Investment in accounts receivable increased 5% to R815.8m whilst accounts payable, which includes trade payables of R878.6m (2005: R761.3m) increased in line with merchandise purchases.

The increase in cash balances relates mainly to the securitisation structure and cash holdings in subsidiaries, which despite being offset in the local group cash management system, may not be offset against short term borrowings for accounting purposes.

cash flow and capital expenditure

Cash generated by operating activities prior to investment in financial services assets increased 62% reflecting better working capital management and an improved quality of earnings.

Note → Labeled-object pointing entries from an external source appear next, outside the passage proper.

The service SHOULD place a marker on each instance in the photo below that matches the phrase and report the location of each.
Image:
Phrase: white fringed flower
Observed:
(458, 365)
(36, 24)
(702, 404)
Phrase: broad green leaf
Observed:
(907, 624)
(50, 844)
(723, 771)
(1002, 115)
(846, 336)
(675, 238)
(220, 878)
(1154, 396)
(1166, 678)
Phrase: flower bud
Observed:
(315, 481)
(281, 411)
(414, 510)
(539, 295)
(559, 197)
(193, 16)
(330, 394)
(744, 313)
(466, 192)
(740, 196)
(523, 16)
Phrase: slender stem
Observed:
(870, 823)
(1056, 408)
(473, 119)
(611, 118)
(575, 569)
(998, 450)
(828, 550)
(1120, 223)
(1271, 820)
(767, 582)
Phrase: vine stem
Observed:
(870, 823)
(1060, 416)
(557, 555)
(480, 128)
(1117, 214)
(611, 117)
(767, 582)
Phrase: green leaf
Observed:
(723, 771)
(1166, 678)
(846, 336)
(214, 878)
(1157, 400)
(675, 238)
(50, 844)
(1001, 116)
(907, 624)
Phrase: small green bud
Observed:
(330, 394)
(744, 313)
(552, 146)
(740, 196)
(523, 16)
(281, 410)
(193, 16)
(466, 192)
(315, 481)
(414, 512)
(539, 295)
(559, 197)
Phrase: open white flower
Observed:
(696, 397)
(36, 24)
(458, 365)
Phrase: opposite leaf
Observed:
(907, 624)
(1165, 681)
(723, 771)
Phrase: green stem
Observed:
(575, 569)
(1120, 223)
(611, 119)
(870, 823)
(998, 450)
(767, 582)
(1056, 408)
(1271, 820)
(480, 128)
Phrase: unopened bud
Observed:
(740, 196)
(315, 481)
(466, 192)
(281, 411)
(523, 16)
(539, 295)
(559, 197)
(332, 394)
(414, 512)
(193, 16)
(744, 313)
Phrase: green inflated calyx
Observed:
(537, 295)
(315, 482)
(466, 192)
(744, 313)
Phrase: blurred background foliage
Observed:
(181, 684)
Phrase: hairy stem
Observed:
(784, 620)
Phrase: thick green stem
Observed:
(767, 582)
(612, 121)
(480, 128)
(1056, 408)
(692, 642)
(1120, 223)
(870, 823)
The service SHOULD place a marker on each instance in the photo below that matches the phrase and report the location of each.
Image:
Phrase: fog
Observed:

Our R637.9m (2005: R385.9m) investment in capital expenditure provides us with a sustainable platform for future growth. Our new distribution centre in Midrand, Gauteng is due to be operational in March 2007 and the implementation of our systems renewal programme is currently being rolled out. 35 new stores were opened during the year and a further 57 are planned for the next 12 months. These investment focus areas will continue to utilise the majority of capital spend in the year ahead.

financial risk management

Financial risks related to funding (liquidity and counterparty risks), interest rate risk and foreign exchange risk are managed by the treasury committee which meets on a regular basis. The funding requirements of the financial services and retail segments are assessed independently in line with their business models in order to optimise the respective funding structures. Our funding strategy, which attempts to balance the operational and systemic risks with desired returns, is to operate an ungeared retail business and to gear the financial services assets with 70% to 80% debt funding.

Liquidity risk associated with borrowings is managed by staggering the timing of maturities of borrowings and maintaining substantial short-term unsecured banking facilities. Unutilised banking facilities totalled R1.7bn at June 2006 (2005: R2.8bn).

Financial services assets and interest bearing borrowings carry interest rate risk. As part of the process of managing the group's fixed and floating rate borrowings mix, the interest rate characteristics of new borrowings and refinancing of existing borrowings are positioned according to expected movements in interest rates. A R950m interest rate collar was entered into in March 2006, providing a 3-month Jibar cap at 8.46%.

It is the group's policy to cover all foreign currency exposures arising from the acquisition of goods and services with forward exchange contracts.

In February 2007 we anticipate completing a further securitised bond issuance as the first tranche of our initial issuance matures.

Our dividend policy remains at a cover of 1.7 times earnings per share.

accounting standards

This year is our first reporting period under International Financial Reporting Standards (IFRS). The impact on our results is set out in further detail in note 34 of the annual financial statements. The key changes made to our reporting arose from:

  • IAS 39 Financial Instruments: Recognition and Measurement – The requirement that a loss event be incurred prior to recognition of the impairment of a financial asset resulted in a reduction in the impairment provision. Provisioning is a key area of management judgment in preparation of the annual financial statements and we have a rigorous process to ensure the adequacy and appropriateness thereof.
  • IAS 16 Property, Plant and Equipment – The annual review of residual values and useful lives gave rise to the reversal of accumulated depreciation, mostly on the property portfolio, where assets may be appreciating in value. It remains our policy not to revalue assets above original cost. In addition we have elected to separate, for disclosure purposes, investment properties not occupied by group companies.
  • IFRS 2 Share Based Payments – As previously disclosed, shares and share options issued under our incentive schemes meet the definition of share based payments. The value of the options granted has been expensed over the vesting period.

Of the three standards in issue but not yet in effect which have an impact on Woolworths, we have early adopted IAS 1 – Amendment on Capital Disclosure, and provided a note on the impacts of IFRS 7 – Financial Instrument Disclosures, and IAS 39 - Amendment on Financial Guarantee Contracts.